Ich wolte euch fragen, wie läuft es heute bei Ihnen , mit Aufträge und Arbeit heute zu Tage .

Und wie lange dauert noch diese Kriese in EU .

gruß waldy


----------



## waldy (17 März 2009)

Hi,
wahrscheinlich muss ich das verstehen, das bei euch  alle es geht Gut und alle sind zufrieden .

Und Thread damit kann man schon schliessen .

gruß waldy


----------



## Jens_Ohm (18 März 2009)

Im Moment steht der Beitrag 2-3 Zeilen unter deinem.

http://www.sps-foren.de/showthread.php?t=25015

Gruß Jens


----------



## waldy (18 März 2009)

Hallo,
Danke für Info,
und ich möchte nur dazu sagen, das heute in unsere Kreis - sind viele Leute entlassen , oder Arbeiten auf Kurzabeit .

gruß waldy


----------



## Onkel Dagobert (18 März 2009)

waldy schrieb:


> ..Und wie lange dauert noch diese Kriese in EU ...

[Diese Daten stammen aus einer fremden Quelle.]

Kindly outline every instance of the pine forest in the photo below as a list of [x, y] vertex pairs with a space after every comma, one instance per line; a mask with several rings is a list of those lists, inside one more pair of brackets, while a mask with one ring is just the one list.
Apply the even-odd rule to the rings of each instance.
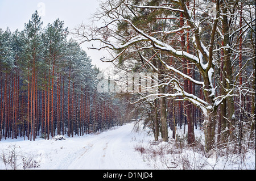
[[[91, 20], [102, 23], [46, 25], [35, 11], [21, 31], [0, 27], [0, 146], [132, 123], [153, 145], [255, 159], [254, 1], [102, 0]], [[111, 69], [92, 64], [85, 43]]]

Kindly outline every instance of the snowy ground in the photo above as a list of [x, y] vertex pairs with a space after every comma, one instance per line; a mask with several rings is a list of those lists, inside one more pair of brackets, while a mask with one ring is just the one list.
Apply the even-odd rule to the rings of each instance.
[[[34, 169], [152, 169], [134, 148], [134, 145], [143, 140], [145, 135], [132, 132], [133, 128], [133, 124], [127, 124], [98, 134], [66, 137], [65, 140], [2, 140], [0, 142], [0, 157], [3, 151], [7, 158], [10, 153], [6, 153], [15, 146], [18, 169], [23, 169], [24, 164], [21, 157], [18, 155], [34, 160], [34, 165], [39, 166]], [[7, 165], [7, 168], [11, 169], [12, 167], [14, 166]], [[0, 169], [6, 169], [6, 165], [1, 158]]]
[[[172, 139], [168, 143], [154, 142], [146, 131], [133, 132], [133, 126], [126, 124], [99, 134], [66, 137], [65, 140], [2, 140], [0, 170], [255, 169], [255, 150], [222, 157], [213, 153], [209, 157], [200, 146], [196, 150], [177, 149], [177, 142]], [[196, 134], [198, 140], [203, 137], [199, 130]], [[179, 139], [181, 145], [182, 138]]]

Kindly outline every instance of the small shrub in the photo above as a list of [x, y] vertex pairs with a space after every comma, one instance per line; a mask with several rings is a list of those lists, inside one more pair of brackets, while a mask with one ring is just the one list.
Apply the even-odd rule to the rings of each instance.
[[55, 141], [57, 140], [65, 140], [66, 139], [66, 138], [65, 137], [65, 136], [64, 135], [57, 135], [55, 136], [55, 137], [53, 137], [52, 138], [53, 140], [55, 140]]

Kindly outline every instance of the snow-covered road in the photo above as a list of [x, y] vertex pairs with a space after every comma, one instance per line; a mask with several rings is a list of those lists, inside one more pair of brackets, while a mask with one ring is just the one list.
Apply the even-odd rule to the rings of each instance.
[[[132, 132], [133, 128], [133, 124], [127, 124], [98, 134], [61, 141], [5, 140], [0, 142], [0, 150], [6, 151], [10, 145], [15, 146], [19, 155], [36, 161], [40, 166], [35, 169], [152, 169], [134, 150], [134, 145], [147, 136]], [[22, 169], [23, 163], [18, 163]], [[5, 169], [0, 162], [0, 169]]]

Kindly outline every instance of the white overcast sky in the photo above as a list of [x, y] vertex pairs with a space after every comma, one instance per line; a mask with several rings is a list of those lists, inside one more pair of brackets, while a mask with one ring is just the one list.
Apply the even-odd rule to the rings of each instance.
[[[96, 0], [0, 0], [0, 28], [5, 31], [9, 27], [11, 32], [23, 30], [24, 23], [28, 22], [37, 10], [42, 13], [44, 27], [59, 18], [71, 30], [82, 22], [89, 23], [89, 18], [96, 12], [98, 3]], [[105, 56], [102, 51], [88, 50], [89, 44], [81, 46], [93, 64], [101, 69], [109, 66], [110, 63], [100, 60]]]

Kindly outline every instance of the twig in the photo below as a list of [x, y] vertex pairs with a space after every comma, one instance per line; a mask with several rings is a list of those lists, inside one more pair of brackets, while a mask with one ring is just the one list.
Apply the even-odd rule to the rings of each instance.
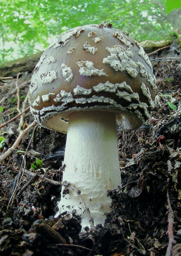
[[48, 245], [47, 246], [48, 247], [50, 247], [51, 246], [53, 246], [54, 247], [55, 247], [55, 246], [66, 246], [67, 247], [77, 247], [78, 248], [80, 248], [80, 249], [83, 249], [84, 250], [87, 250], [88, 251], [92, 251], [90, 249], [89, 249], [89, 248], [86, 248], [86, 247], [84, 247], [83, 246], [81, 246], [80, 245], [78, 245], [77, 244], [64, 244], [64, 243], [53, 243], [52, 244], [48, 244]]
[[86, 205], [86, 203], [85, 203], [83, 199], [83, 198], [82, 198], [81, 195], [81, 190], [78, 190], [77, 189], [76, 189], [76, 188], [75, 187], [74, 185], [71, 184], [69, 182], [68, 182], [66, 181], [63, 182], [62, 185], [65, 188], [68, 188], [68, 187], [71, 190], [74, 190], [76, 193], [77, 194], [78, 196], [78, 198], [80, 199], [80, 201], [81, 201], [82, 205], [84, 212], [85, 212], [86, 215], [87, 216], [87, 217], [89, 218], [89, 221], [90, 225], [90, 227], [92, 228], [93, 230], [95, 230], [95, 228], [94, 225], [94, 219], [93, 218], [91, 217], [90, 216], [90, 210], [89, 210], [89, 208], [88, 208]]
[[[28, 171], [27, 170], [24, 170], [24, 173], [26, 174], [30, 175], [30, 176], [33, 176], [33, 177], [34, 178], [35, 177], [34, 173], [31, 172], [30, 172], [30, 171]], [[44, 181], [47, 181], [47, 182], [49, 182], [52, 184], [53, 184], [54, 185], [63, 185], [65, 188], [69, 188], [71, 190], [75, 191], [76, 193], [77, 193], [77, 194], [78, 195], [78, 198], [79, 199], [81, 202], [82, 203], [83, 207], [84, 208], [84, 212], [85, 212], [86, 215], [89, 218], [89, 223], [90, 223], [90, 225], [91, 228], [94, 230], [95, 230], [95, 226], [94, 225], [93, 218], [91, 217], [90, 212], [90, 211], [89, 210], [89, 208], [88, 207], [87, 207], [85, 202], [84, 201], [83, 199], [82, 199], [82, 198], [81, 195], [81, 191], [80, 190], [78, 190], [75, 187], [75, 186], [71, 184], [69, 182], [67, 182], [67, 181], [65, 181], [63, 182], [56, 181], [53, 181], [52, 180], [51, 180], [50, 179], [48, 179], [48, 178], [47, 178], [46, 177], [45, 177], [45, 176], [44, 175], [37, 175], [37, 177], [38, 177], [39, 178], [40, 178], [42, 180], [44, 180]], [[26, 187], [27, 187], [27, 186], [25, 186], [25, 188], [26, 188]], [[22, 191], [21, 193], [22, 193]]]
[[162, 59], [179, 59], [180, 57], [162, 57], [161, 58], [157, 58], [156, 59], [153, 59], [152, 60], [150, 60], [151, 62], [153, 61], [156, 61], [157, 60], [161, 60]]
[[26, 110], [25, 110], [24, 111], [23, 111], [20, 114], [18, 114], [18, 115], [16, 115], [16, 116], [14, 116], [14, 117], [13, 117], [13, 118], [12, 118], [11, 119], [10, 119], [10, 120], [9, 120], [7, 122], [6, 122], [6, 123], [4, 123], [4, 124], [3, 124], [1, 125], [0, 125], [0, 129], [1, 128], [2, 128], [3, 127], [5, 126], [5, 125], [7, 125], [7, 124], [9, 124], [9, 123], [11, 123], [11, 122], [12, 122], [14, 120], [15, 120], [15, 119], [16, 119], [17, 118], [19, 117], [19, 116], [21, 116], [23, 114], [24, 114], [24, 113], [26, 112], [26, 111], [27, 111], [29, 109], [30, 109], [30, 106], [28, 106], [26, 109]]
[[13, 145], [6, 151], [3, 154], [0, 156], [0, 163], [2, 162], [4, 159], [7, 158], [8, 156], [10, 155], [14, 151], [14, 150], [17, 149], [19, 146], [19, 144], [22, 140], [22, 139], [26, 135], [26, 133], [30, 131], [31, 128], [34, 126], [36, 125], [36, 123], [34, 121], [27, 128], [26, 128], [24, 131], [21, 131], [19, 133], [19, 136], [17, 137], [16, 140], [15, 142]]
[[[27, 102], [28, 101], [28, 97], [29, 96], [29, 91], [28, 91], [28, 93], [27, 94], [26, 96], [26, 98], [25, 99], [25, 100], [22, 103], [22, 115], [21, 116], [21, 118], [20, 118], [20, 122], [19, 124], [19, 127], [17, 129], [18, 130], [20, 131], [21, 130], [21, 127], [23, 125], [23, 123], [24, 123], [24, 114], [25, 113], [25, 107], [27, 105]], [[29, 107], [30, 107], [30, 106], [28, 106]], [[30, 108], [28, 108], [28, 109], [29, 109]], [[21, 113], [22, 114], [22, 113]]]
[[20, 75], [22, 75], [23, 74], [25, 74], [25, 73], [18, 73], [17, 74], [17, 77], [16, 78], [16, 88], [17, 90], [16, 95], [17, 96], [17, 110], [19, 113], [21, 113], [21, 111], [20, 110], [20, 99], [19, 97], [19, 88], [18, 87], [18, 81], [19, 79], [19, 76], [20, 76]]
[[[169, 179], [168, 180], [168, 182], [169, 181]], [[176, 241], [174, 240], [173, 236], [173, 226], [174, 224], [174, 212], [172, 208], [168, 190], [167, 190], [167, 208], [168, 213], [168, 229], [167, 233], [168, 236], [168, 244], [167, 247], [165, 256], [171, 256], [172, 246], [173, 244], [175, 244]]]
[[158, 49], [158, 50], [156, 50], [155, 51], [154, 51], [154, 52], [153, 52], [152, 53], [148, 53], [147, 55], [148, 55], [148, 56], [150, 56], [150, 55], [152, 55], [152, 54], [154, 54], [154, 53], [155, 53], [158, 52], [159, 52], [159, 51], [161, 51], [161, 50], [165, 49], [165, 48], [168, 48], [168, 47], [170, 47], [170, 46], [171, 45], [167, 45], [167, 46], [164, 46], [164, 47], [159, 48], [159, 49]]
[[4, 102], [5, 100], [8, 98], [9, 94], [11, 93], [11, 92], [12, 92], [13, 85], [13, 80], [12, 82], [11, 83], [11, 86], [8, 93], [6, 94], [6, 95], [3, 97], [2, 100], [0, 101], [0, 104], [1, 105], [1, 106], [3, 106]]
[[[26, 173], [26, 170], [24, 170], [24, 173]], [[22, 188], [20, 191], [19, 191], [18, 193], [17, 194], [17, 197], [19, 197], [20, 195], [22, 194], [22, 192], [25, 191], [26, 189], [28, 187], [28, 186], [33, 182], [33, 181], [37, 177], [38, 174], [37, 173], [33, 173], [31, 172], [33, 176], [31, 177], [30, 180], [24, 185], [23, 187]]]
[[0, 77], [0, 79], [2, 79], [2, 80], [9, 80], [9, 79], [13, 79], [13, 76], [7, 76], [7, 77]]
[[[28, 146], [27, 147], [26, 151], [25, 152], [25, 155], [23, 155], [23, 160], [22, 163], [22, 164], [21, 165], [21, 167], [20, 169], [20, 171], [19, 173], [18, 174], [17, 179], [16, 181], [16, 185], [14, 189], [14, 190], [12, 192], [12, 194], [11, 195], [11, 198], [9, 199], [9, 202], [8, 204], [8, 207], [7, 208], [7, 212], [9, 212], [9, 210], [11, 209], [11, 208], [13, 206], [13, 203], [14, 202], [14, 200], [15, 199], [15, 197], [17, 194], [17, 189], [22, 182], [22, 179], [23, 177], [24, 171], [25, 168], [26, 166], [26, 163], [25, 163], [25, 158], [27, 154], [27, 152], [28, 152], [28, 150], [29, 148], [31, 142], [32, 138], [30, 139], [29, 143], [28, 143]], [[24, 168], [23, 168], [22, 166], [24, 165]]]

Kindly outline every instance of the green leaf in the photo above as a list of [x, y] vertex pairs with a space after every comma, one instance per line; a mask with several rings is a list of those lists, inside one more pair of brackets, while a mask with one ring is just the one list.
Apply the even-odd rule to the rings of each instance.
[[34, 170], [36, 168], [37, 168], [37, 166], [34, 163], [31, 163], [31, 167], [32, 169]]
[[167, 14], [174, 9], [181, 7], [181, 0], [166, 0], [165, 9]]
[[176, 109], [177, 108], [177, 106], [176, 106], [175, 105], [174, 105], [174, 104], [173, 104], [173, 103], [172, 103], [172, 102], [168, 102], [168, 105], [170, 107], [170, 108], [171, 108], [173, 110], [174, 110], [175, 109]]
[[37, 163], [38, 166], [40, 166], [43, 164], [42, 162], [40, 159], [39, 159], [38, 158], [36, 158], [36, 162]]
[[4, 110], [3, 107], [0, 107], [0, 113], [3, 111]]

Die Krise kommt erst noch, mein lieber Waldy!


Gruß, Onkel


----------



## waldy (18 März 2009)

> Die Krise kommt erst noch


 - und was muss man dann noch erwarten ?
Was kommt noch schlimmeres vor ?
gruß waldy


----------



## rostiger Nagel (18 März 2009)

...es wird schlimmer, 
wir werden alle Arbeitslos, 
wir werden unser Auto verkaufen,
wir müssen unser Haus verkaufen,
wir werden nichts mehr zu essen haben, 
Frau und Kinder werden uns verlassen,
und jetzt kommt das Schlimmste...das SPS-Forum wird geschlossen...
:sm6:


----------



## waldy (18 März 2009)

> wir werden alle Arbeitslos,
> wir werden unser Auto verkaufen,
> wir müssen unser Haus verkaufen,


 - das kann sehr realistisch sein .
 waldy


----------



## rostiger Nagel (18 März 2009)

...so habe ich es auch gemeint, wie Onkel schon schreibt, die richtige Krise kommt erst noch....!


----------



## Perfektionist (18 März 2009)

Helmut_von_der_Reparatur schrieb:


> ...
> wir werden unser Auto verkaufen,
> wir müssen unser Haus verkaufen,
> ...
> ...das SPS-Forum wird geschlossen...


erst mal einen Käufer finden 
und wegen des Forums: siedeln wir doch um und schlagen unsere Zelte auf einem Ostracher Acker auf ROFLMAO


----------



## mariob (18 März 2009)

Hallo,
um die Gemeinschaft wäre es schade, Auto rostet, und für das Haus haben Frauen immer nur Einfälle, auf letztere zwei Dinge kann man verzichten. Und wenn ich die Parkplatzbewohner sehe ist das schon interessant: Die paar Kröten reichen um schon vormittags schön durchs Ziel zu sein, unsereins investiert das im Monat nur um auf Arbeit zu kommen. Eigentlich ist das krank.

Gruß
Mario


----------



## mariob (18 März 2009)

Hallo,
im übrigen zum Thema nur ein Beispiel von vielen: http://blog.zeit.de/herdentrieb/2009/03/11/ich-verkaufe-der-oma-ihr-klein-hauschen_728
Oder halt weissgarnix lesen, aber nichts zu nahe kommen lassen, die Welt dreht sich nämlich auch ohne uns.  Wenn man sich über solchen Sachen zerfleischt hat nur die Rentenversicherung was davon.

Gruß
Mario


----------



## crash (18 März 2009)

mariob schrieb:


> Hallo,
> um die Gemeinschaft wäre es schade, Auto rostet, und für das Haus haben Frauen immer nur Einfälle, *auf letztere zwei Dinge kann man verzichten.*
> .
> .
> ...



  Die letzten zwei Dinge in deiner Aufzählung wären dann Frauen und ihre Einfälle.*ROFL*


----------



## Question_mark (20 März 2009)

*Weltwirtschaft*

Hallo,



			
				waldy schrieb:
			
		

> Und wie lange dauert noch diese Kriese in EU .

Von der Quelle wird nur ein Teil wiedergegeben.